Tom Chege

Posted on Mar 29 • Edited on Mar 31

Understanding Data Modelling in Power BI: Joins, Relationships, and Schemas Explained

#data #powerfuldevs #newbie

Introduction

Working with raw data often introduces challenges such as duplication, inconsistency, and difficulty in extracting meaningful insights.

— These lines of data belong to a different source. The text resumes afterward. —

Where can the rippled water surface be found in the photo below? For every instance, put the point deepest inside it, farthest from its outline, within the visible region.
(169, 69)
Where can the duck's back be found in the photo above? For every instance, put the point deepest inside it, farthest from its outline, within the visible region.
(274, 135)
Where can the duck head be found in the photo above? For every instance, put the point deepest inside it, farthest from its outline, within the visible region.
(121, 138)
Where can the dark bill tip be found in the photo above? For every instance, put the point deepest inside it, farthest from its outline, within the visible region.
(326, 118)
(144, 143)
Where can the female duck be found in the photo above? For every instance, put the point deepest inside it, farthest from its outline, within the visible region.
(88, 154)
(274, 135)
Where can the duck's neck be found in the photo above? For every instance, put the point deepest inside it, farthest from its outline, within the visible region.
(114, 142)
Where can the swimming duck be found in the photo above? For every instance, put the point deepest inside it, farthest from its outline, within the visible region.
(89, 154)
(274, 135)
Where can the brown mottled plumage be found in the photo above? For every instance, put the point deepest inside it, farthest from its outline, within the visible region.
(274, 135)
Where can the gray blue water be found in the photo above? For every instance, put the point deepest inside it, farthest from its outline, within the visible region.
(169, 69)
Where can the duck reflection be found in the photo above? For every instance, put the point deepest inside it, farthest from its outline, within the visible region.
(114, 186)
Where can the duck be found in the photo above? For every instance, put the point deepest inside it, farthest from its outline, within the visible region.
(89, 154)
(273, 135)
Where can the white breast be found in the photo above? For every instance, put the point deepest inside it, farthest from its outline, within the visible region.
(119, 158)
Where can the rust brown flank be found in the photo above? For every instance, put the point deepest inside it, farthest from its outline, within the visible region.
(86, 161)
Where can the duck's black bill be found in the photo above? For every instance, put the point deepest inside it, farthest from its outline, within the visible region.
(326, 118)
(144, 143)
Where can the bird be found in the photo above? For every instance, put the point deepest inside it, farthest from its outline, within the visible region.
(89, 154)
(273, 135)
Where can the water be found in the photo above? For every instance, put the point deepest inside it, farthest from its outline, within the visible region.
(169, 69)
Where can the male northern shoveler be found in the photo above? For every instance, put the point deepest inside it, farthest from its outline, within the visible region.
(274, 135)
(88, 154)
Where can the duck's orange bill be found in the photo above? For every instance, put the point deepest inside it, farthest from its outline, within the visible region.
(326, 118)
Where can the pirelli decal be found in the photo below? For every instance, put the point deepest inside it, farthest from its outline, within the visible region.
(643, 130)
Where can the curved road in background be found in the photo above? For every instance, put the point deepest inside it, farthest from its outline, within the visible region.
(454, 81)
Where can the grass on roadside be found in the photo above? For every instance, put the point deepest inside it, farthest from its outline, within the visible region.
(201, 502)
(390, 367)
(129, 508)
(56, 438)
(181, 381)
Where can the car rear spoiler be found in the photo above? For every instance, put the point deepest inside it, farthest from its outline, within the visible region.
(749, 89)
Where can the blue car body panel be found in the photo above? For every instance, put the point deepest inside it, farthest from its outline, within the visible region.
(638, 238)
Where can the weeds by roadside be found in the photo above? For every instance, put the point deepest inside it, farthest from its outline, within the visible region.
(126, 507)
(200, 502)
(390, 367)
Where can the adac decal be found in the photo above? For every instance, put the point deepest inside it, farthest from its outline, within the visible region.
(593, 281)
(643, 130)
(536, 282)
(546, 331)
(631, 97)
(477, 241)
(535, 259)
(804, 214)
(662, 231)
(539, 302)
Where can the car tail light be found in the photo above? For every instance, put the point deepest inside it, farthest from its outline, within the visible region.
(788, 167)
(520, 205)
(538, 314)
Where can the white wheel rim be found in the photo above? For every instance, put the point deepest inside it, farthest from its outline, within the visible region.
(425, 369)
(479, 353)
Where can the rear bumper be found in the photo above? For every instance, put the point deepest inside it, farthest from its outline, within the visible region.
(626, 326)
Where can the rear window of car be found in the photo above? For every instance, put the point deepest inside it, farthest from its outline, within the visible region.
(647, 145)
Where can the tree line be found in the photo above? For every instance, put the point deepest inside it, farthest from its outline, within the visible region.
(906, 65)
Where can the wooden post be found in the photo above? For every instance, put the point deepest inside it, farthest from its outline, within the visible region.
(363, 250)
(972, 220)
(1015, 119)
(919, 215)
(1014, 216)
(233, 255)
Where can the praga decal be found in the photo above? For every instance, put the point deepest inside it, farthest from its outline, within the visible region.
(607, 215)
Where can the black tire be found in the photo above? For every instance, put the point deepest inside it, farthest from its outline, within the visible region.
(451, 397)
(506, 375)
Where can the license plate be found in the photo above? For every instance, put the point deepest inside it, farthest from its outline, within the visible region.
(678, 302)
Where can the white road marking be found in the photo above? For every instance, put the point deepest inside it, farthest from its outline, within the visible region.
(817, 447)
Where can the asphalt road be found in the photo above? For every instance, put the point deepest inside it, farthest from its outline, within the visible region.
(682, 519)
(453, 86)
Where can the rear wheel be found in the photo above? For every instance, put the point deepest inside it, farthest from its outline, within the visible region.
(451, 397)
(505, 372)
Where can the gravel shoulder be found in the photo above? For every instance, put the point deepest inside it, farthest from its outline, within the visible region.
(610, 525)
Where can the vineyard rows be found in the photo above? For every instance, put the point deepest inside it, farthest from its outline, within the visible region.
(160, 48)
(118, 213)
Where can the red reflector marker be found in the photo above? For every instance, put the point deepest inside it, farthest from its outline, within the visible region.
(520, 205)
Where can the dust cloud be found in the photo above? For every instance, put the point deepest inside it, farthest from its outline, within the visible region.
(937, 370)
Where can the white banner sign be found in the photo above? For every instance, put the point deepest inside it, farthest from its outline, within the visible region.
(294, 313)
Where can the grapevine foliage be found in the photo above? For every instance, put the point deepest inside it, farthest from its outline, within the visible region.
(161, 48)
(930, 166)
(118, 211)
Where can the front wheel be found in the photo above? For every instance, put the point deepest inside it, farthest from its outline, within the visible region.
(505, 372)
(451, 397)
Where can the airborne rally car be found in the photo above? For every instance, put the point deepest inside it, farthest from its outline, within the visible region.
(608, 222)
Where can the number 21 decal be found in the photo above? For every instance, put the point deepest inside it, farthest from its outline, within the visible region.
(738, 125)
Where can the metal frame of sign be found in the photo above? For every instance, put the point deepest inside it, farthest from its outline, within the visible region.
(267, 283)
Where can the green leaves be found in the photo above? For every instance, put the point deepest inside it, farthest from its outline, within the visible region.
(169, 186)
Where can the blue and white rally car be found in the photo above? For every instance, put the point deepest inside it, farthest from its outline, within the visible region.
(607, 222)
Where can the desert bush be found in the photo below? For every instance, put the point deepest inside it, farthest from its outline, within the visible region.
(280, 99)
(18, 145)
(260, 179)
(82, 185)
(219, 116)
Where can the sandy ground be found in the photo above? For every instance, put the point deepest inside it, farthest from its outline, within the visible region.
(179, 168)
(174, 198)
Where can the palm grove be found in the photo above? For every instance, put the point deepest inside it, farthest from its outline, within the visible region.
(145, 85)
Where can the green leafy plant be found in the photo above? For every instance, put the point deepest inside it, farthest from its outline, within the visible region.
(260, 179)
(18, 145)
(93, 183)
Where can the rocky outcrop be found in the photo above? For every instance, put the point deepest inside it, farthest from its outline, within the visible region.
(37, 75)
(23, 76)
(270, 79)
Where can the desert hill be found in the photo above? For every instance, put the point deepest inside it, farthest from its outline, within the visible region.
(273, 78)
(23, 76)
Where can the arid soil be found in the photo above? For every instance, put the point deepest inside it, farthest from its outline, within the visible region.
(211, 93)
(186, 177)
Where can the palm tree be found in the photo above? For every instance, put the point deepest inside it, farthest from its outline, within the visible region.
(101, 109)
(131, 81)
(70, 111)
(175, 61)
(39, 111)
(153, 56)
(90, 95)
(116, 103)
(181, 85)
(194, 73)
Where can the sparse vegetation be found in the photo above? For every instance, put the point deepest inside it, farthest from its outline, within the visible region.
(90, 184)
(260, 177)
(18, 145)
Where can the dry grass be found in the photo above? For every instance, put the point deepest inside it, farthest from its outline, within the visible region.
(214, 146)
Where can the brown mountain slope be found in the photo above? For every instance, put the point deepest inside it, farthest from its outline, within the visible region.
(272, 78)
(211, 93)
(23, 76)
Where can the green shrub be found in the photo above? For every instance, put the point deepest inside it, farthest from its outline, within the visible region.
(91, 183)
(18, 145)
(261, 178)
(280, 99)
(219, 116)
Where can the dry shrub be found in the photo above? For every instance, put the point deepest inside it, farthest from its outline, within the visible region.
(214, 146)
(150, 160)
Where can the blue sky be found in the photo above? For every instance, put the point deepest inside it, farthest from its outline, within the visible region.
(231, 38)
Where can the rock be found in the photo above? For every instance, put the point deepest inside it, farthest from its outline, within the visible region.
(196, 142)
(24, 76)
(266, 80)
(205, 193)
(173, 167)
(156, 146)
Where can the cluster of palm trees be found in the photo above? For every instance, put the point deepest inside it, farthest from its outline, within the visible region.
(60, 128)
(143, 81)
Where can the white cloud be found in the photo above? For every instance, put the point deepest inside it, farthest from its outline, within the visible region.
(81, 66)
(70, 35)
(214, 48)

Data modelling in Power BI addresses these challenges by structuring data into related tables, enabling efficient querying, accurate calculations, and scalable reporting.

This article explores:

SQL joins and their behaviour
Power BI relationships and how they differ from joins
Data modelling schemas
Practical implementation in Power BI

We’ll use a simple school dataset to ground these concepts.

1. Sample Dataset

We will work with three core tables:

Students (Dimension Table)

StudentID	Name	Age	Class
101	Alice	14	Form 2
102	Brian	15	Form 3
103	Catherine	14	Form 2
104	David	16	Form 4

Test Scores (Fact Table)

ScoreID	StudentID	Subject	Score
1	101	Math	85
2	101	English	78
3	102	Math	92
4	105	Science	88

⚠️ Note: Student 105 does not exist in the Students table—this represents a referential integrity issue.

📊 View Dataset Online

Explore the dataset directly: 👉here!

Teachers (Dimension Table)

TeacherID	Name	Subject
T1	Mr. Kim	Math
T2	Ms. Asha	English
T3	Mr. Otieno	Science

Data Roles

Fact Table: Test Scores (transactional/measurable data)
Dimension Tables: Students, Teachers (descriptive attributes)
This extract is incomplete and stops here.